Роман с кибернетикой у Советского Союза долго не складывался. Несмотря на то что первые ЭВМ в СССР появились уже в начале 1950-х, романтика программирования, моментальных вычислений и «умных машин» в официальном дискурсе связывалась с американской военщиной; проекты, которые могли бы привести к созданию в Советском Союзе прототипов интернета, зарубались (партийный аппарат боялся передоверить госуправление реальным аппаратам), а кибернетику называли лженаукой и наукой мракобесов. Перелом наступил в конце 1950-х — начале 1960-х: ЭВМ стали частью «облака тегов», представлений о «физиках» и «технарях».

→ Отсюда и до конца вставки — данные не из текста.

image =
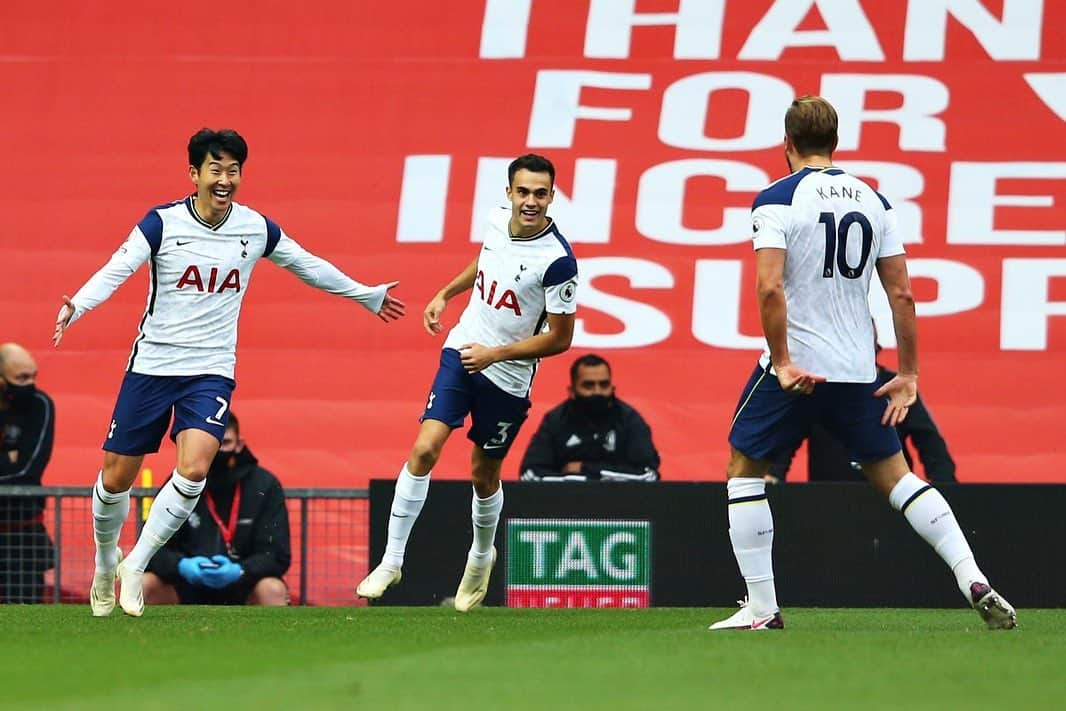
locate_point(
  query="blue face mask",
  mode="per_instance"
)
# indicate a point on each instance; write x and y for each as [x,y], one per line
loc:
[18,396]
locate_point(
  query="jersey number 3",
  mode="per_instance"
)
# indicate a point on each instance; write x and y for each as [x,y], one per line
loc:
[836,244]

Естественно, что первой литературной областью, где они появились, стала научная фантастика. Абстрактные «машины», управляющие космическими кораблями, можно встретить ещё в романах Александра Беляева. А в 1959 году выходит первая большая повесть братьев Стругацких — «Страна багровых туч», о покорении Венеры. Здесь «планетолётами» уже управляют «электронно-счётные машины». В более позднем романе «Понедельник начинается в субботу» (1965) — юмористическом гимне советским НИИ — упомянута БЭСМ, то есть Большая электронно-счётная машина. Так называлась реальная серия советских ЭВМ: 

Вот, скажем, система двух интегральных уравнений типа уравнений звёздной статистики; обе неизвестные функции находятся под интегралом. Решать, естественно, можно только численно, скажем, на БЭСМе… Я вспомнил нашу БЭСМ. Панель управления цвета заварного крема.  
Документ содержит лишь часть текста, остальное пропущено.